Take for instance the story of Zacchaeus in Luke 19. If you’re unfamiliar with it, take a second and read verses 1-10. Zacchaeus we’re told was a rich, chief tax collector. Everyone hated and despised him. Like most tax collectors, he used his position to gain great power and wealth. As you can imagine, Zacchaeus didn’t have many friends. But on this particular day we read that something amazing happens to him – Jesus invites himself to Zacchaeus’ home, much to the disapproval of the crowd gathered around. Jesus, in going to Zacchaeus’ house was breaking all sorts of social, religious, and moral barriers. That didn’t stop him, but I wonder if it’d stop us? We see at the end of the story that because of Jesus’ intentionality with Zacchaeus he actually becomes a believer.

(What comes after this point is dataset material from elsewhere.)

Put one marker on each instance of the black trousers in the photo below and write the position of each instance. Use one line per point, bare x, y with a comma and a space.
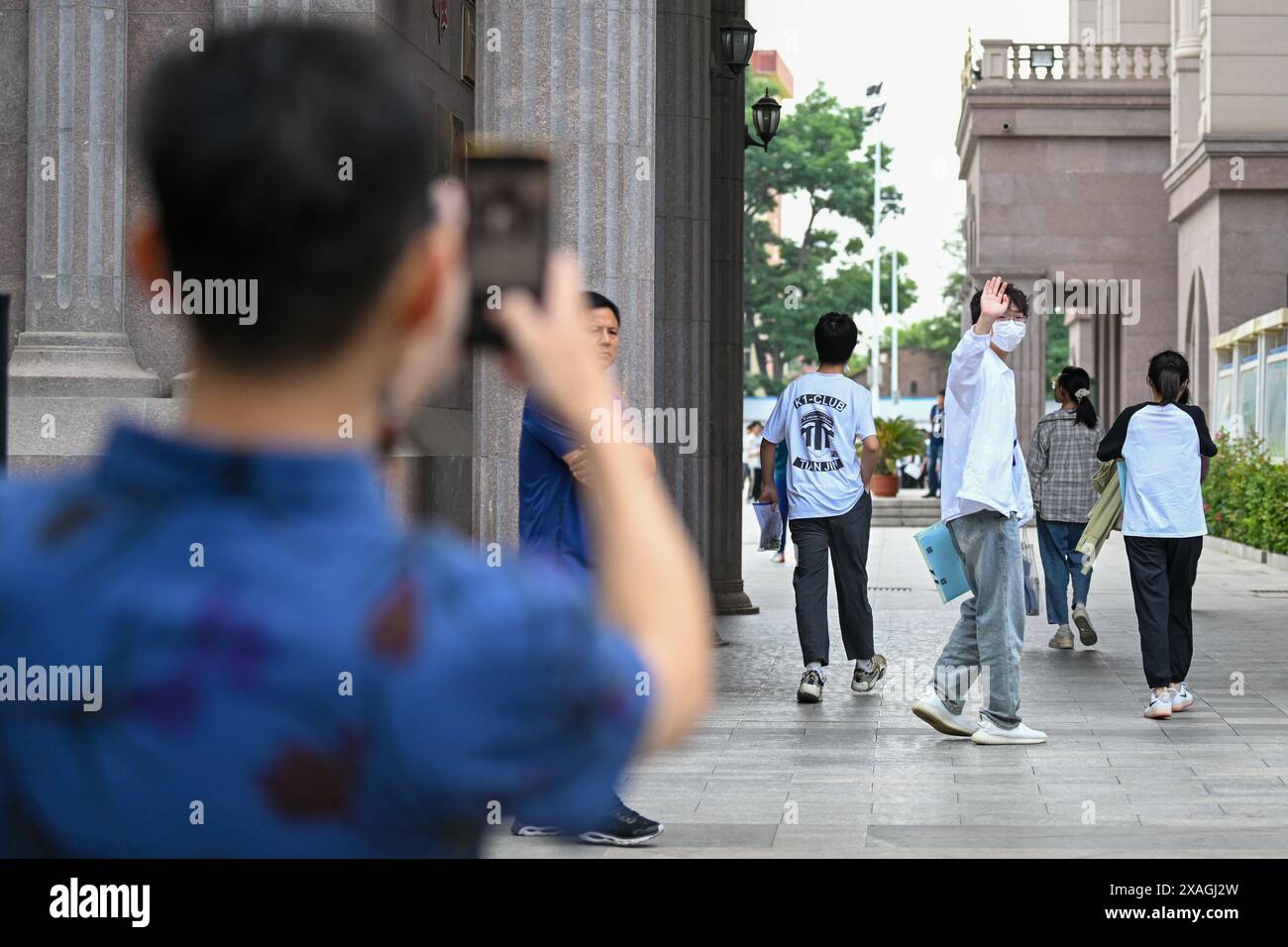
1162, 582
846, 538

Admittedly this story is both encouraging and convicting for me. You see, I’m greatly encouraged as I reflect on the power of the gospel to save the lives of those that are lost. I’m encouraged as I think about the beauty of Jesus’ love for the unlovable. But despite this encouragement, I find myself convicted as I think about the lack of time I actually spend around unbelievers. I often give lip service to the importance of establishing relationships with those that don’t believe in Jesus, yet as I think about my life it’s easy to see the numerous ways I’ve retreated to the comfort of my Christian bubble. I often try to justify why I do, but really it’s nothing more than a bunch of excuses to perpetuate my nice, comfortable lifestyle. In my quest to fulfill my own desires and agenda I’ve realized that I easily remove from my life the very thing that Jesus calls me to – fellowship with ‘sinners’. Jesus treated non-Christians with honor and love and I need to do the same. That might not always be easy, but every day Jesus comes to me in my rebellion; how foolish and arrogant of me not to follow in his footsteps with others?
In his book Jerram says, “The commitment to mercy, compassion, love, and service is the calling of every Christian, and it is that calling that leads us into close personal relationships with unbelievers around us.” Jesus throughout the New Testament loved spending time with unbelievers and as a result they enjoyed being around him! We need to ask ourselves, “Do unbelievers enjoy being with us?” As you reflect on that question, where is God calling you to be more intentional with non-Christians?